Rispetto agli eventi diritto, quanti accederanno effettivamente alla finestra potrebbero dunque essere molti meno, come mostrano già i precedenti: quota 102, che in fondo prevedeva maglie più larghe in termini di anni lavorati (le soglie erano 64 anni di età e 38 di contributi versati), nel 2022 ha visto aderire in Veneto appena 459 persone, 117 in Friuli Venezia Giulia, stando ai dati Inps. L'effetto della "nuova" quota, in assenza di correttivi, si annuncia quindi fortemente depotenziato. Anche in ragione della diminuzione della platea legata al meccanismo degli scaglioni.

Netta la bocciatura dei vertici di Cgil nelle due regioni. «Parliamo del nulla - dice Villiam Pezzetta, segretario generale di Cgil Fvg - appena 346 aventi diritto ad aderire a quota 103 in regione. Ripeto, il nulla. E parliamo di un governo che aveva promesso di cancellare la legge Fornero e che invece in questa manovra di bilancio non solo non lo fa, ma peggiora quota 103, perché il ricalcolo contributivo abbassa l'assegno e aumenta le finestre, toccando di fatto una platea di persone a dir poco esigua». A Pezzetta fa eco Tiziana Basso, segretaria generale di Cgil Veneto che a proposito della quota 103 riformulata dal governo ribadisce: «Purtroppo darà risposta a pochissime persone, quando avrebbe invece dovuto offrire una possibilità a chi ha già fatto un percorso importante nel mondo del lavoro e oggi ha necessità di uscire. La manovra peggiora anche opzione donna, già penalizzata l'anno scorso, e pure l'Ape sociale, in perfetta contraddizione rispetto alle promesse fatte in campagna elettorale».

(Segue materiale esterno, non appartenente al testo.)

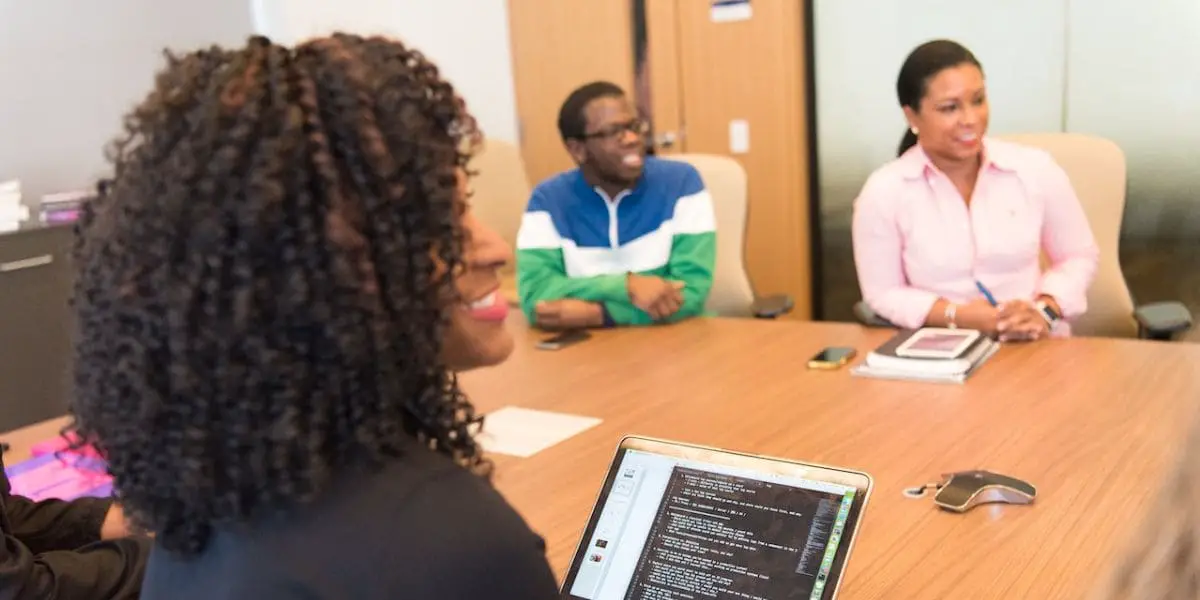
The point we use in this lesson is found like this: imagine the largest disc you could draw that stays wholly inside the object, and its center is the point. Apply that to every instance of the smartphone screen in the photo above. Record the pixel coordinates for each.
(834, 355)
(563, 340)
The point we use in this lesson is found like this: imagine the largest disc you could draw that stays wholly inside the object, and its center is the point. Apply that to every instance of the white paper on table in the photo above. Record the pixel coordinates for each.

La numero uno di Cgil Veneto si scaglia quindi sulla penalizzazione degli assegni pensionistici di ampi settori del pubblico impiego che modifica, a chi ha iniziato a lavorare prima del 1996, le aliquote di rendimento sulla parte retributiva dell'assegno. Risultato: pensioni più magre, nel 2024, per 31.500 dipendenti. Il taglio è severo, esempi alla mano. Un lavoratore con uno stipendio annuale di 30 mila euro lordi e un'anzianità retributiva di un anno può arrivare a perdere 6.586 euro l'anno, uno con 50 mila fino a 10.978. «Così si rischia di svuotare gli ospedali, avremo molti medici che decideranno di uscire per non vedersi penalizzati».